Au fil d'une tournée d'un an et demi qui l'a vu passer par le Printemps de Bourges, les Francofolies ou les Solidays, il écrit les prémices de son nouvel album. Seul dans son local, il voulait
sortir de la formule "guitare-voix" qu'il a déjà pratiqué. Il inverse la méthode et se concentre sur les rythmes. Il écrit les partitions avant de penser à poser et à placer sa voix. Il s'inspire
de ses disques de chevet du moment qui lui ont donné d'autres envies, plus pop encore. Il se décide à quitter le territoire qu'il avait déjà balisé pour prendre le large. Il doit se résoudre à
quitter son quartier et prendre les risques qui vont avec. Un premier pas vers l'inconnu pour changer de rythmes, de sons et d'horizon.
Une révolution interne commence et va l'emmener loin de ses bases. Il cherche un producteur habitué à tout ça pour l'aider à mettre en forme ses nouveaux morceaux et c'est finalement un américain
qui accepte de prendre en main la suite. Accompagné d'une seule guitare, il part pour le Brésil afin de le rejoindre. Il est accueillie par une vraie famille de musiciens (batterie, basse,
contrebasse, piano, claviers, choeurs) qui vont devenir de véritables partenaires indispensables et apportent une véritable énergie. L'ensemble est orchestré en privilégiant la spontanéité et les
heureux accidents. Le métissage recherché est en marche. Et l'histoire du disque se poursuit. Il enregistre et sort son second album :
Les
Jours Sauvages en 2008. Et dès la parution de cet opus, l'accueil du public est là. Il est nommé au Prix Constantin et on évoque le Café de la Danse pour dans quelques jours.

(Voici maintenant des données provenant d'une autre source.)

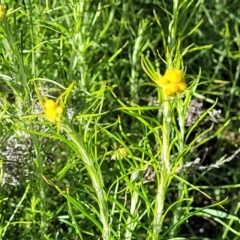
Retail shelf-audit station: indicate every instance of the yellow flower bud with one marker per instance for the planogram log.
(174, 75)
(167, 91)
(173, 87)
(52, 110)
(162, 81)
(49, 104)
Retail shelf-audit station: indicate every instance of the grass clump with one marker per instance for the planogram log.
(118, 120)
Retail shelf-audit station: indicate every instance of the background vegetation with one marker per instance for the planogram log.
(93, 171)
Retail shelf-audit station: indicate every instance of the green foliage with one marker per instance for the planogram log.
(122, 160)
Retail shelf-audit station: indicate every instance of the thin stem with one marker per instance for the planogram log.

Cette nouvelle génération de mélodies nous entraîne à se concentrer aux textes qui sont d'avantages sombres. Il s'attaque aux thèmes de l'addiction, des maux de l'âme, se questionne sur le futur
ou sur le genre humain. Ses récentes collaborations (il contribue à de nombreux albums et compose certains en intégralité) le pousse à affiner sa plume et lui donner l'idée d'aller encore plus
loin sur son propre album. Il trouve l'équilibre nécessaire entre la forme sensuelle, entraînante et enlevée et le fond parfois dur. Plusieurs titres illustrent la double voie empruntée. Et voilà
treize chansons pour un retour aux amours premiers. Ou comment tout a pris sens quand les choses se sont faites au fur et à mesure de ses voyages.
Je n'espère plus qu'une date sur Lyon pour combler mon manque ! Si vous entendez parler de quelque chose d'intéressant, faîtes-moi signe, à ce niveau-là c'est vital.